Soup Box Derby brings past to present

No license was required to drive on Langley's First Street hill Saturday afternoon. Nor were driving skills.

No license was required to drive on Langley’s First Street hill Saturday afternoon. Nor were driving skills.

Thirty years after a few fun-loving islanders ran a bunch of makeshift, gravity-powered contraptions down the street in the first Langley Soupbox Derby, a few of the original racers and a bunch of new thrill seekers were back to relive 1972 in the fifth-ever but 30th anniversary of the event.

Cars of all shapes, speeds and degrees of quirkiness showed up at the starting line for a noon start in front of a crowd of several hundred people. Racing in pairs on an emptied, but straw-bale-lined street, the Soup Box racers brought back memories of a time when Whidbey Island seemed a little smaller and not so serious.
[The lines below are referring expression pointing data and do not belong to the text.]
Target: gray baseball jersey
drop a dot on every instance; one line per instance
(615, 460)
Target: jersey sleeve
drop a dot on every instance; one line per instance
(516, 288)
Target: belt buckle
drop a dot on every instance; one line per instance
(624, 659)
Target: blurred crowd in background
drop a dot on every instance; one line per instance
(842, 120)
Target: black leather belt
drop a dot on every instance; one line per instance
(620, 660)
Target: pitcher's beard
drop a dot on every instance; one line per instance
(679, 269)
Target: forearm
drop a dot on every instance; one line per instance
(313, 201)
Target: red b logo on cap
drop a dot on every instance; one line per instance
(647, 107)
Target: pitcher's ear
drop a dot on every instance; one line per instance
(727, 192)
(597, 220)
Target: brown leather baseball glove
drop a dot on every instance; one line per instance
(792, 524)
Tucker Stevens, president of the Langley Community Club — the organization that got the anniversary race going after a 10-year hiatus — said he found the day dreamlike.

“I don’t believe it,” he said, even as he chased his own derby car, driven by someone else, down the street.
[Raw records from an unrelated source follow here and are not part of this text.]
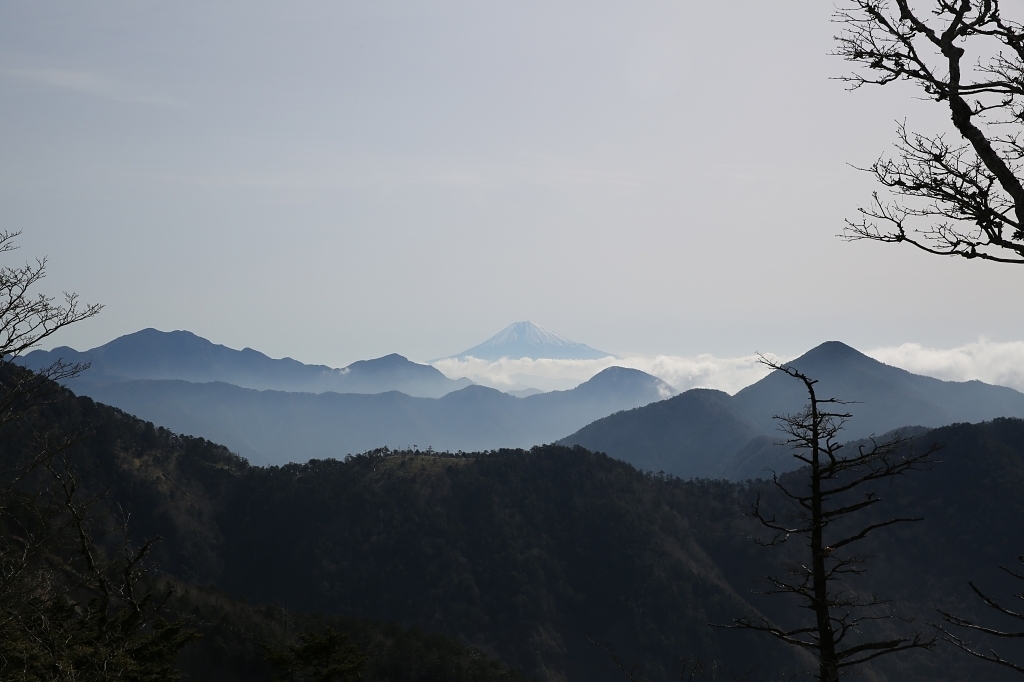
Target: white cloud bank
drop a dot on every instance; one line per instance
(993, 363)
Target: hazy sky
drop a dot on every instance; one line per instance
(339, 180)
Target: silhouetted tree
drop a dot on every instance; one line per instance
(74, 605)
(991, 632)
(829, 498)
(967, 55)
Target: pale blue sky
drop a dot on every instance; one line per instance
(338, 180)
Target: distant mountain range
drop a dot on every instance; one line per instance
(275, 411)
(274, 427)
(708, 433)
(185, 356)
(524, 339)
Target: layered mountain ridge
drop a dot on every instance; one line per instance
(705, 433)
(182, 355)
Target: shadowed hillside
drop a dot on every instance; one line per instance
(695, 435)
(527, 553)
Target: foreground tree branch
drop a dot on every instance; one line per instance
(945, 197)
(824, 501)
(962, 624)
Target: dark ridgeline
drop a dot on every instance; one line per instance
(707, 433)
(527, 553)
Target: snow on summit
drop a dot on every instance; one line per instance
(524, 339)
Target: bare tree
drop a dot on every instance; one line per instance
(825, 500)
(961, 197)
(78, 600)
(963, 624)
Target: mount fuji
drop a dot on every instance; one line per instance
(524, 339)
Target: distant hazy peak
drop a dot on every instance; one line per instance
(529, 333)
(525, 339)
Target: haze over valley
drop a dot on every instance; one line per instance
(450, 341)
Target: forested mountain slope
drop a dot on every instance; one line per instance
(710, 434)
(527, 553)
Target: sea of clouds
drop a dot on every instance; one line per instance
(994, 363)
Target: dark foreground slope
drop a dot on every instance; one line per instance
(278, 426)
(707, 433)
(527, 553)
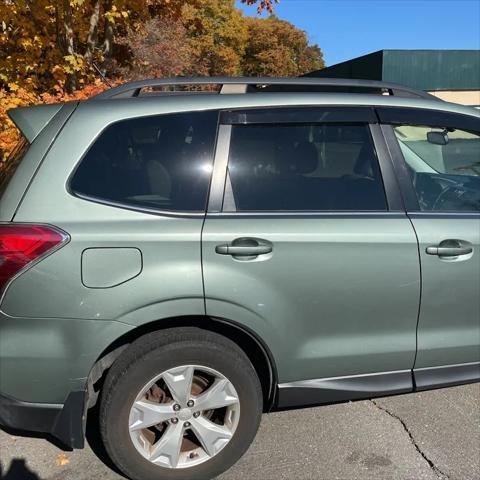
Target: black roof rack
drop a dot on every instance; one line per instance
(231, 85)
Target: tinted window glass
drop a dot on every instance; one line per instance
(444, 165)
(10, 165)
(162, 162)
(304, 167)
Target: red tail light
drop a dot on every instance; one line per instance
(20, 245)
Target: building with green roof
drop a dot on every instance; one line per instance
(453, 75)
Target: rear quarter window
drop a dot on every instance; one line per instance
(10, 165)
(161, 162)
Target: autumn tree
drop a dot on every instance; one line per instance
(262, 4)
(47, 42)
(277, 48)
The derby, which was named after the former Soup Coop restaurant once located at the corner of Anthes and First streets, drew a curious crowd looking for laughs. After watching island residents roll by in giant carrots, on wheeled bed frames and in a slug-shaped vehicle called the Slimemobile, Redmond resident Greg Page said he and his wife were glad they made a weekend trip to the island at the request of friends living in Langley.

“They used this as the lure to come,” he said. “I think it’s fantastic.”

Racers wowed spectators with a variety of designs. Some of the sleeker cars brought up memories of 1920s rally racers, while others — like one designed and built in part by island inventor and architect Matthew Swett — was reminiscent of a baby jogger. That design won points with Swett’s wife, Sarah Birger, when it stopped before hitting the straw bales just beyond the finish line.

“Yay, you stopped,” was Birger’s cheer after the vehicle lost its first race but avoided a crash.

Most effective in terms of speed were vehicles driven by Chris Housley and Marty Loken. Looking much like the Union’s ironclad Civil War battleship, the USS Monitor, Housley’s derby entry was a returning champion, having won the 1992 derby. Loken went with a low-slung, colorful three wheeler, but was at a disadvantage in the championship race when Housley and his three passengers used weight and momentum to reach the finish line first.

Other vehicles were built for panache. Displaying his love of spare parts, 1970s derby participant Leonard Good raced a quick but rusty little number that came complete with a wobbling wheel.

“I wouldn’t exactly call it intentional,” Good said of the design extra.

For race fans who came to see spills as well as thrills, the derby was not a disappointment. A wheeled steel bed frame ridden by four of the event’s youngest participants crashed and slid at the finish line on its second run down the hill. Max Thorsen, one of the riders of the “Bronze Bedlam,” said the spill was unfortunate because he and his team members thought they had a winning entry. They were disqualified after the crash.

A minor flaw in the vehicle’s design, Thorsen said, led to the crash and several bumps, bruises and scrapes.

“If you turn on that thing and you’re going, you’re done,” he said.

In all, about 20 drivers and vehicles participated in the derby. All received a trophy or award of some kind at the end of the day, whether for flat-out speed, design or sheer frivolity.

Organizers of the derby have not yet decided whether to bring it back for a sixth edition next year. The derby has had previous runnings in 1972, ’73, ’74 and ’92.